Dicen que tienen alas y la mayoría coincide en que son hombres, la mano armada de Dios y que se agrupan por jerarquía. Reconocidos como ángeles, arcángeles, querubines y serafines.

Confeccionados de una contextura especial que los hace incapaces de sentir los deseos de la carne; y, como quien puede lo más puede lo menos, no sienten hambre ni cansancio, ni envidia, ni sabrán lo que es la traición. Aunque se dice por ahí que un día, mucho tiempo atrás, el más hermoso de todos se rebeló e intentó derrocar al Creador, y este, como castigo, lo condenó a la fealdad pero le concedió el principado de las tinieblas. Cosa que nos hace pensar que eso de la belleza puede resultar poderosamente peligroso.

Entre sus deberes está el de involucrarse invisiblemente con la gente para ayudarla en cosas sencillas o complicadas, como provocar que aparezca un taxi en una noche de lluvia hasta detener la mano de Abraham cuando iba a sacrificar a su hijo. En todo caso, parecen ser el brazo ejecutor de la voluntad de Dios, pues fueron quienes cerraron las puertas del paraíso cuando expulsaron a Adán y Eva y quienes reclutaron a San José en el misterio de la Encarnación.

Pero con este asunto de la globalización y el libre mercado, la cosa se pone difícil para quienes no los ven; con la gravedad para quien negara su existencia, ya que según el Código Canónico comete pecado mortal. Por ello, sería conveniente solicitar algunas reformas en las funciones de estos seres celestes, con el fin de potenciar sus recursos y obtener una “gloria” más terrenal.

Podríamos empezar pidiendo que los ángeles de la guarda, en lugar de sostener las manitos unidas, tomen las nuestras, especialmente al momento de rayar la boleta de elecciones y así nos evitarían malos ratos. Por las noches, en lugar de cuidar nuestros sueños, cuiden nuestras casas de los desalmados a los que no les basta robarnos sino que intentan matarnos.

A los querubines y serafines les solicitaríamos que se turnen –para que el cielo no se quede sin coros– y que por grupos desciendan a dar señales de humo, a decirnos que no estamos solos y no perdamos la fe.

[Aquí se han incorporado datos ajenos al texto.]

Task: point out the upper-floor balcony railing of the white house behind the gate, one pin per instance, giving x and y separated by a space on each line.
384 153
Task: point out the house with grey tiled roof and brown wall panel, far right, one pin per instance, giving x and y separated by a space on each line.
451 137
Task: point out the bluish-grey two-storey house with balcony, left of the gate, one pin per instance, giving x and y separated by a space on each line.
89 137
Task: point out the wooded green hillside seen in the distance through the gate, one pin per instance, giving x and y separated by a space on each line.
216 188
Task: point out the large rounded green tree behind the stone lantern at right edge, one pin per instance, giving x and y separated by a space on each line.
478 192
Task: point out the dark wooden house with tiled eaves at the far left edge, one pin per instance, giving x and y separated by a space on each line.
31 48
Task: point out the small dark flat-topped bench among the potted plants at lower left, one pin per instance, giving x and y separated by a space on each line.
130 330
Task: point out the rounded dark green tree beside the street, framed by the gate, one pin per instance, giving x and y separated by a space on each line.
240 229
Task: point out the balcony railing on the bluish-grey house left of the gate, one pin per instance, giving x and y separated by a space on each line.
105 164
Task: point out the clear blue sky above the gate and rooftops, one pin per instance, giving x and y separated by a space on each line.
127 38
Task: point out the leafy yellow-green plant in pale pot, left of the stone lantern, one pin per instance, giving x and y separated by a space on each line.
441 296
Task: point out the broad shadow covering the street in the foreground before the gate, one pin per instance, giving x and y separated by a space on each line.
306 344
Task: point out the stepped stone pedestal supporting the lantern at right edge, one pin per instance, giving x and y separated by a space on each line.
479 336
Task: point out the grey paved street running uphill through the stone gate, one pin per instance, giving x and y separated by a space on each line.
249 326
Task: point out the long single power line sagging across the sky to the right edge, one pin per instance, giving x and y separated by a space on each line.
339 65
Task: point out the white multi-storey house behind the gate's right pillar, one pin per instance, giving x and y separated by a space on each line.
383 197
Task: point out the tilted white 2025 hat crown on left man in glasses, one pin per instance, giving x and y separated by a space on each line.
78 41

Y a los poderosos arcángeles, Rafael, Miguel y Gabriel, les rogaríamos que con espada en mano y sabiéndolos capaces de destruir al mismo Lucifer, se hagan cargo de cada una de las tres funciones del Estado; y, antes de irse triunfantes, nos muestren a los autores de las “listas negras”, los nombres de los suscriptores de los acuerdos comerciales y políticos que hipotecan nuestro futuro; los de los “caballeros” del maletín; y los de los jueces incapaces y corruptos.

Para muchos sería fantástico la posibilidad de contar con una contraprestación tangible a la fe en los ángeles, especialmente para aquellos que –ciegos del alma– no son capaces de reconocer a esos otros ángeles –sin jerarquía ni alas–, que disfrazados de sencillos y simples seres humanos se involucran en nuestras vidas y que su presencia nos convoca a seguir creyendo en lo que nos parece imposible.